The Night Parade(20)
“We go straight to the car,” David said, gripping the doorknob. He already had the car keys in his other hand at the ready. “Go to the driver’s side and then slide over. You understand? I don’t want you separated from me and going around to the other side of the car. Not for a second.”
Ellie nodded, her expressive eyes mostly shaded by the brim of her ball cap.
“Okay,” he said, licking his lips. “Okay. Okay.”
He swung the door wide and charged out into the daylight. Somewhere off to his right, the sobbing woman made a hitching sound, then went instantly silent. David didn’t want to look, but he couldn’t help himself—he stole a quick glance over his shoulder just as the woman was turning to look at him. The back of her T-shirt had ridden up, exposing a single pale buttock. There was an ugly bruise there, mean and purple with a greenish border. Glancing up at her face, David could see the blood spilling from her nose and mouth, black as motor oil. Her eyes possessed the distant gaze of the legally blind.
David yanked the car door open. “Go,” he said to Ellie, shoving her forward with one hand. “Get in.”
Ellie quickly got into the car, the suitcase banging against the door frame, careful not to crush her shoe box.
“Hey,” the woman said, her voice so unexpectedly calm, almost childlike, that it caused David to look in her direction again.
She stood facing him, her head cocked curiously at an angle now. Despite the blood that trickled from both nostrils and spilled down over her chin, hers was an expression of utmost serenity. Yet there was the foggy detachment in her eyes that immediately chilled David to the core, reminding him of Deke Carmody’s similarly detached stare. It was as if she was looking right through him and at something visible only to her on the horizon.
“Hey,” she said again . . . and took a step in his direction. A bare foot scrudded over blacktop gravel. In the motel room behind her, the drapes over the window twitched.
“Daddy,” Ellie said from inside the car.
“Please,” the woman said. “Wait a minute. Please . . .” There was agony in her voice now.
David shook his head. “I’m sorry,” he said.
“I need help.” She took another step toward him. “I’m hurt. I need help. He won’t . . . he won’t . . .” She glanced briefly over one shoulder, at the window where the drapes continued to twitch and move. For a second, a man’s wide, ghost-white face peered out before receding back into the darkness a moment later. David had time to glimpse a brutish, Cro-Magnon forehead and dark rodent eyes.
David switched his gaze back to the woman. He shook his head. “I’m sorry.”
“Daddy,” Ellie said again. She was leaning halfway out of the open door, watching the woman.
“Please,” the woman said, the word whining out of her as she proceeded to sob again.
David quickly got into the car and immediately slammed the door.
“Daddy, what’s—”
The woman was at his window before he got the key in the ignition. Ellie cried out, startled.
“Please!” the woman shouted on the other side of the glass. When she slammed one palm against the window, David jumped and Ellie let out a strangled whimper. “I need help! Why won’t you help me?”
“Daddy—”
“Please!”
David threw the car in Reverse and stomped on the accelerator. The Olds lurched backward, jerking David’s head on his neck. Sharp, hot pain blossomed at the base of his head. David spun the wheel until the tires squealed and the whole car seemed to groan in protest. Then he dropped it into Drive. The car shuddered before its tires found purchase on the asphalt. David sped straight across the parking lot, daring to glance up at the rearview mirror only once. The woman had collapsed to the pavement and was rapidly shrinking as he put distance between them.
11
They had driven several miles before David realized he had the duffel bag in his lap, wedged between himself and the steering wheel, making it difficult to steer.
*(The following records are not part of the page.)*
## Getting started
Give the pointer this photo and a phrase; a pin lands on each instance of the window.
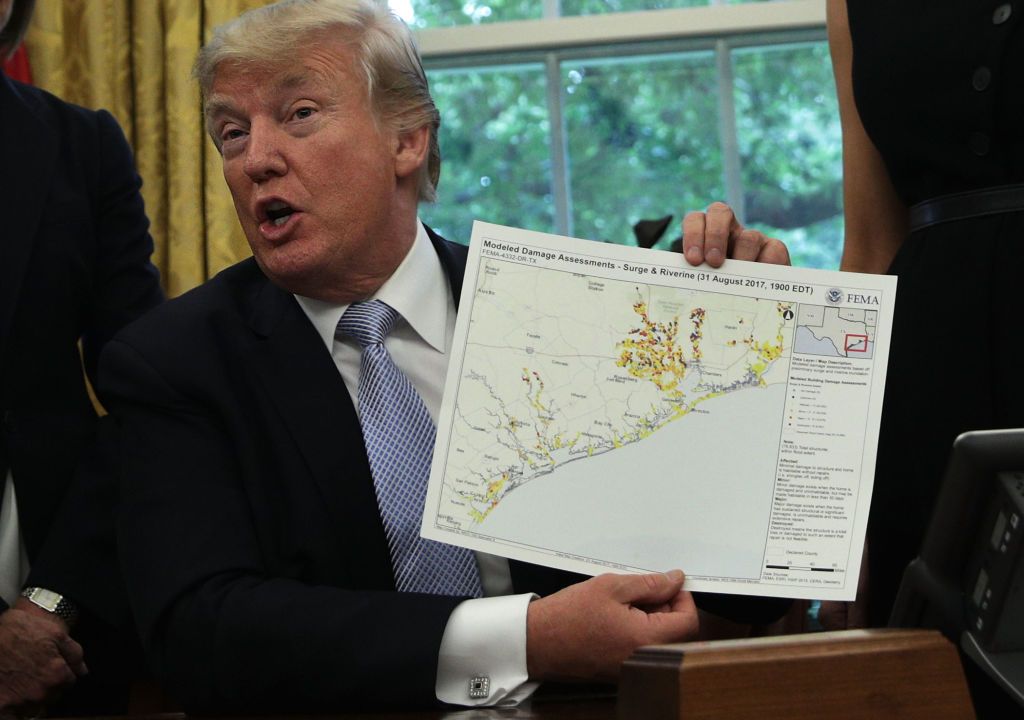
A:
(583, 125)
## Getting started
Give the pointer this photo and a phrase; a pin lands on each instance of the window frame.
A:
(718, 28)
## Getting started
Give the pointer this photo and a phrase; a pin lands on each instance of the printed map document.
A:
(613, 409)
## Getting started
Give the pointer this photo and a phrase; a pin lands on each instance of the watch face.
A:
(46, 599)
“Help me with this,” he said, shoving the duffel bag over his shoulder and into the backseat. Ellie reached over and lent some assistance without uttering a sound. Once his heartbeat slowed, David eased up on the accelerator and glanced over at his daughter.
She was staring at him, her face emotionless. Based on the whimpering sound she had made as they fled the parking lot, he assumed she’d been crying, but she wasn’t. She was stoic. Unmovable. He felt colder for looking at her.
“Are you okay?” he said.
Her eyebrows ticked together, a movement so subtle it was nearly undetectable. She glanced toward the windshield.
“Ellie?” he said.
“Why didn’t you help that woman?” She was sitting ramrod-straight in the passenger seat, which looked very unnatural to David. As if she might launch herself at the windshield at any moment.
“There was nothing I could do.”
“She was hurt. She was bleeding.”
“I saw, Ellie.”
They merged onto the highway. David felt about as conspicuous as someone driving around with a missile strapped to the roof of his car, even with so few vehicles on the road. When he looked to his left, he noticed the woman’s bloody handprint on his window, stark as an accusation. He quickly rolled the window down, flooding the car with a cool wind.